Thursday, April 4, 2019

Evolution-Inspired Cooperation

I thought I had about diseases and living things: Watching my plants grow for a while, and occasionally get in trouble with aphids, or green worms, or whatever else is out there waiting to feast on the plant, I noticed that the biggest contributing factor to which plant will do well and which plant will get attacked by some bug or disease, has mostly to do with its environment. The environment has to be right for the plant, not too much sun, not too little, just the right type of moisture, the right balance of nutrients and chemicals in the ground.
Everything in life thrives in a specific environment and specific conditions. Change the conditions, and you make it more favorable for one type of thing to grow over another.
So when we get sick, one major cause could be that the conditions within our body or outside it have changed to make it more favorable for that organism, just like how certain bugs will show up once a plant has been too long in the shade, or had too much moisture.
My point is that instead of focusing on killing that organism, a different way to think about it is changing the environment that supports it, if possible.
Also, another thing I thought of in relation to this, is that every living thing developed in a specific environment, or a specific range of environments. And over time, it developed the ability to adjust and deal with those conditions. Living things can form cooperative relationships or destructive relationships because their range of survival is either a match to one another or not. In some cases, an organism develops to multiply and survive in an environment which is composed of another living thing, and then that living thing becomes part of the environment to which it adapts. Like predators, or maybe viruses, OR gut bacteria and mitochondria.

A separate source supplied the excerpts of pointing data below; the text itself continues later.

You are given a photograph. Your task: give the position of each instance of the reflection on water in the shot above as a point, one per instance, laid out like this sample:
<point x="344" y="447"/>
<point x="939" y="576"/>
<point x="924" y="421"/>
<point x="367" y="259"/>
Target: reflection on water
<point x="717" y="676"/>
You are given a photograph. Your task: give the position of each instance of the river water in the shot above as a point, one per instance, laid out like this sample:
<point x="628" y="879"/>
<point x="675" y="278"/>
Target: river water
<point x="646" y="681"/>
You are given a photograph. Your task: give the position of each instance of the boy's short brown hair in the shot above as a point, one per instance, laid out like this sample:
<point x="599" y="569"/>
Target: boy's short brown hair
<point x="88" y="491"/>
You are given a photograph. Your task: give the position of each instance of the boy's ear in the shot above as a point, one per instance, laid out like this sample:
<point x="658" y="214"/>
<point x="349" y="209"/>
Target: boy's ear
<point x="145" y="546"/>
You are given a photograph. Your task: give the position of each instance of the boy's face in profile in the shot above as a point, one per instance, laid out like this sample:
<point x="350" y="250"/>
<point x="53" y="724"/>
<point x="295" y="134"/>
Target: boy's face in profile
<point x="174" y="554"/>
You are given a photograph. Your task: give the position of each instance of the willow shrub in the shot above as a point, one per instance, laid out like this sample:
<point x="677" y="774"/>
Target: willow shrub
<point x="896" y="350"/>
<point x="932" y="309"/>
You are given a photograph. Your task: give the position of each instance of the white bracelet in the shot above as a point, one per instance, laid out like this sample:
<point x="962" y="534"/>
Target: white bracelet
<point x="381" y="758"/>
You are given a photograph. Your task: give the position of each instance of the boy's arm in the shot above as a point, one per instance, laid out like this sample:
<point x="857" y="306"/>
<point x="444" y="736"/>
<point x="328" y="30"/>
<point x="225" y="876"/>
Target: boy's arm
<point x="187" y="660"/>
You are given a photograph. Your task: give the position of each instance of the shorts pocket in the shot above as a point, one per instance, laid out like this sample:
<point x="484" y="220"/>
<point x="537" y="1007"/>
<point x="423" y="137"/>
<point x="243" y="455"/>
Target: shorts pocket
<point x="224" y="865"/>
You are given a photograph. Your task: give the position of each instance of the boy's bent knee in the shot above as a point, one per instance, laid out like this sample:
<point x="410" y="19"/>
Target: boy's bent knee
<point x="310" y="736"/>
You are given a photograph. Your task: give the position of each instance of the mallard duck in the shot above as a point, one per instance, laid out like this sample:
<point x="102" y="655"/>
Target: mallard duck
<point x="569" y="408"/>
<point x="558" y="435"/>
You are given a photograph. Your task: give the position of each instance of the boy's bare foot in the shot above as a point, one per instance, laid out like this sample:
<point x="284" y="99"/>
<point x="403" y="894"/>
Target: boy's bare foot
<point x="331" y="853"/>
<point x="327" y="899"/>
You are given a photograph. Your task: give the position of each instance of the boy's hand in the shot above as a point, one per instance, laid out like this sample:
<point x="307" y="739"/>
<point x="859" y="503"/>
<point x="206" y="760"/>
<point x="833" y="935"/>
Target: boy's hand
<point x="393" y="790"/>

But what I am saying is that then the *combination* of those entities is something that has better chances of surviving than the single units. And maybe we can even think of them as a single entity that is synced remotely.
So, we can think of our gut bacteria and our mitochondria as part of a single entity that includes all of our cells, AND think of having men and women as an instance of the same principle. Women's body has specialized in giving birth and nutrition to a baby, and men's body has specialized in securing food (I guess). They sync. Another example is the liver and the muscles. Different entities that co-exist. And the longer this exists in evolution, the more specialization is possible perhaps.